In Italia, inoltre, si registra – rispetto agli altri Stati Ue – un maggiore prelievo fiscale sulle famiglie con almeno due figli, stante il fatto che il gettito fiscale proveniente dai nuclei familiari è pari a 323 miliardi di euro, rispetto ai 760 miliardi di entrate complessive.
Ebbene, nonostante risultino essere notevolmente elevati, i livelli di pressione fiscale in Italia non sono poi così diversi da quelli degli altri maggiori paesi europei. Un carico fiscale particolarmente marcato si rileva, infatti, anche in Danimarca, con il 47,6%, in Francia dove è pari al 46,5% del Pil, in Germania con il 41,1% e in Spagna con il 36,4%.

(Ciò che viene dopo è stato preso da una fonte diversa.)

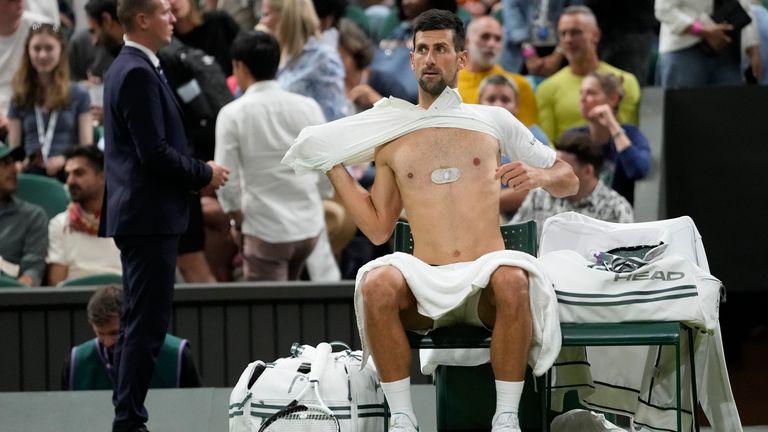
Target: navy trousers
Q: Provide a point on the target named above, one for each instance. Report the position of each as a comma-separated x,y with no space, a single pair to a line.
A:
149,273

Per quel che concerne le imposte sul reddito delle persone fisiche, prendendo in considerazione i dati rilasciati da Tax Foundation per il 2021, si può osservare che, ad esempio, la Danimarca (55,9%), la Francia (55,4%) e l’Austria (55%) hanno registrato le più alte aliquote fiscali sul reddito delle persone fisiche tra i paesi europei; dunque più alte dell’Italia. Mentre la Repubblica Ceca (15%), l’Ungheria (15%) e l’Estonia (20%) hanno registrato i tassi più bassi.
Di questo tema si è occupata la Commissione europea che, con il report “Review of taxation policies in the EU Member States 2021”, partendo dall’assunto che un’elevata pressione fiscale è spesso sinonimo di un sistema fiscale incapace di massimizzare il benessere sociale e riassegnare in maniera progressiva il gettito a favore dei bisogni dei contribuenti, ha provato a rispondere alla domanda: come rendere un sistema fiscale più equo ed efficiente?

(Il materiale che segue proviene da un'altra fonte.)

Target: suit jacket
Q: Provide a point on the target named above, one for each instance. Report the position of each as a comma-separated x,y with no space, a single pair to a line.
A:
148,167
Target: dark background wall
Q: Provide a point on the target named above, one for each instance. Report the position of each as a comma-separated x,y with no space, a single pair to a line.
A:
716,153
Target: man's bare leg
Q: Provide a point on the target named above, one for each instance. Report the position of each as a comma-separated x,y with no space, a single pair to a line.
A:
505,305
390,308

Ad avviso dell’organo esecutivo europeo, bisognerebbe principiare dalla riduzione dei costi di compliance fiscale. In questo modo, infatti, si incoraggia l’attività e la produttività delle imprese; in particolare delle Pmi e le start-up e si aumenta la fiducia delle aziende nel sistema fiscale, che viene percepito come più equo e vicino al contribuente.

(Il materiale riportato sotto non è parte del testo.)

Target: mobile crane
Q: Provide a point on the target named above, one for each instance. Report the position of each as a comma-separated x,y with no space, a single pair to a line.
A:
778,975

Per ridurre la pressione fiscale, inoltre, occorre rafforzare la lotta all’evasione fiscale. Gli Stati membri devono, in questo senso, agire eliminando le scappatoie e i disallineamenti interni che, direttamente o indirettamente, facilitano i fenomeni di pianificazione fiscale aggressiva. La riduzione degli utili non tassati fornirebbe fonti di entrate non trascurabili agli Stati membri e dunque permetterebbe, alla lunga, di ridurre gli oneri fiscali che gravano sulle imprese, sui lavoratori e sulle famiglie.
Come rileva la Commissione europea, questo è un punto su cui, più di ogni altra cosa, occorre insistere, stante il fatto che le entrate perse nell’Ue per fenomeni di evasione fiscale sono comprese tra i 35 e i 70 miliardi di euro annui.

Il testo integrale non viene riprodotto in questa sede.